Not at all! We’re all a bunch of awkward kids trying to figure out how to be adults. I’m your homie here. I’m actually patting your back and mine as well. We started a revolution, you guys! You know who else thinks we’re awesome for being awkward? Researchers and scientists! Wait, what?
According to a study from Oxford University, our awkwardness is a manifestation of intense passion and focus on our chosen interest. We tend to have a more systematic way of thinking compared to our more social counterparts. If you’re into science, you tinker with elements and chemicals. If you’re into literature, you read books for days on end. We occupy ourselves with the things we enjoy. For me, that would be pro-wrestling. I remember watching DVDs of wrestling for entire weekends, barely going outside to play with other kids. When we first got our internet, I never left home at all. I was glued in front of the family computer watching wrestling clips until my eyes hurt. Fun times.
The study also found a significant association between awkwardness and specialized talent. Our “sharp focus, passionate interest, and unusual perspective combined with a dash of natural ability” will unlock exciting possibilities for us. So, if I were obsessed with being a wrestler more than watching wrestling, I’d be a world champion by now. Unfortunately, this passion is also a reason why we’re having a hard time navigating our social life. People tend to be more complex — something an obsessive person cannot change or control. Since we’re so passionate about what we do, why should we waste our time learning how to act properly around people? As a sassy middle-aged woman once said, “Ain’t nobody got time for that.”
So, hey, not too shabby for someone who fails daily social interactions, amirite?
Still, Maybe We Need To Be Less Awkward
Being awkward probably works for you, but we still need to navigate this thing called life. Expecting the world to adjust to our awkward ways won’t get us far, and that’s exactly why the boomers are insistently calling us entitled, damn it! Let’s not give them more reasons to criticize us. Heaven knows we’ve already ruined almost everything they cherish.

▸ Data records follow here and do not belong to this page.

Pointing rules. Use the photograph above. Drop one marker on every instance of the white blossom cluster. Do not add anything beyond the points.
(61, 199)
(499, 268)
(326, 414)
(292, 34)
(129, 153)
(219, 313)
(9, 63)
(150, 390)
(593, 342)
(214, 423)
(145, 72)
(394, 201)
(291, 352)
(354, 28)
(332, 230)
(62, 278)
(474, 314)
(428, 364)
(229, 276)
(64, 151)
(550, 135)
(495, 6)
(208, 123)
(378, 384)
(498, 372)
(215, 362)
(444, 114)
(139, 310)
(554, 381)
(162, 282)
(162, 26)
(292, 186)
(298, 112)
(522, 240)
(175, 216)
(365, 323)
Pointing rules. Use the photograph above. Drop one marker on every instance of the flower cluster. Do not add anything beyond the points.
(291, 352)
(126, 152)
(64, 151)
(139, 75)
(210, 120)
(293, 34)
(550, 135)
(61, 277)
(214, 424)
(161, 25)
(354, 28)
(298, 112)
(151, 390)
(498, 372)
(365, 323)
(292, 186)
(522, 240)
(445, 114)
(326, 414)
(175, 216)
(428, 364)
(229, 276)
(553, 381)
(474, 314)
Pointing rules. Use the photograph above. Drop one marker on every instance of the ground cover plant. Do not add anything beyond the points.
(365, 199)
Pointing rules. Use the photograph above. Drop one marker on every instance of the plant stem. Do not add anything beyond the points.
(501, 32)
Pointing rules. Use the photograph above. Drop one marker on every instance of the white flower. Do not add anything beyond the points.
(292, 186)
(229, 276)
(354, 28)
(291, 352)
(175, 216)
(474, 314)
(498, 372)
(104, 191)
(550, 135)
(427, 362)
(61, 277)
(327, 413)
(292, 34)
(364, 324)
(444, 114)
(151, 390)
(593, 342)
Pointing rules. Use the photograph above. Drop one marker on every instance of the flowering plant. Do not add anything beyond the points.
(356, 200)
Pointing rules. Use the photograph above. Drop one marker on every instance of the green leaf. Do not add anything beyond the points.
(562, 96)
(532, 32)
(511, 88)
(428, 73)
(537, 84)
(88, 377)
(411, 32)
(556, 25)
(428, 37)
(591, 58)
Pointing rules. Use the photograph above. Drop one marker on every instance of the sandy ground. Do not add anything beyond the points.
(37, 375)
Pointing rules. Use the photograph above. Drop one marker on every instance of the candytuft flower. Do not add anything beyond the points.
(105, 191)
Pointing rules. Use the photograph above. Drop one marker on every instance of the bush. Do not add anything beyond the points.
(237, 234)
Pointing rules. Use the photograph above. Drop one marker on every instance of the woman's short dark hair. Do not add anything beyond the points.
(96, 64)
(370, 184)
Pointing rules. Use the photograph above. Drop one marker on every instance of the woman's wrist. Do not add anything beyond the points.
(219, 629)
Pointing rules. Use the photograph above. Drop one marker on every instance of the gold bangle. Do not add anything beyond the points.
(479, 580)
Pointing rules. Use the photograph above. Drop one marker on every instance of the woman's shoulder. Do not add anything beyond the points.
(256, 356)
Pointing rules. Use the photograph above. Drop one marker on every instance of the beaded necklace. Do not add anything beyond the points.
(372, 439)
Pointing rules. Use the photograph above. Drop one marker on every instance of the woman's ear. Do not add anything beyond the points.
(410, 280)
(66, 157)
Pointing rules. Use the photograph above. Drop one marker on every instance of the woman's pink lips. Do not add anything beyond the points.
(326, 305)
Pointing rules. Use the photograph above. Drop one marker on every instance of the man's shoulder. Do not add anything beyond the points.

So, let’s check out some small exercises I came up with to slowly take command of any social situation. Because, hey, a few steps are better than doing nothing at all.
Just speak up. I’m not saying speaking up should be easy. I’m saying it’s easy to pretend it’s easy. You catching my drift? Believing you can do something actually works, just like faking a smile can help lighten your mood. So just wing it! Try it out the next time you’re out with friends or dining with family.
Improve your hygiene. This is another trick to boost your morale. Maybe part of the anxiety you feel comes from the fact that you only shower thrice a week? Step up your hygiene and shower every day, you hippie! Knowing that you’re clean enough to knock everyone dead is a surefire way to get rid of some anxiety you’re having.
Drop your smartphone (for a while). I know your iPhone X is a cool phone and you worked hard for it — and judging by its price here in the Philippines, you practically starved yourself to death just to have one. But when you’re out with friends or family, drop it for a while to interact with them like a real human being. Your animoji friends won’t go anywhere.
Learn from extroverts and good speakers. Surely, you have some outgoing friends or acquaintances? Hang out with them at least once and see how they navigate social situations. Your friends can even help ease the anxiety you have and introduce you to a conversation more naturally.
Obviously, I can’t really change who you are, but at least you now have a slight idea why we are the way we are. Despite all the reasons I listed, I’m actually glad our culture has now become inclusive of almost anything. So, hey, don’t feel bad about lacking social skills. We are awkward AF, and that defines our entire generation.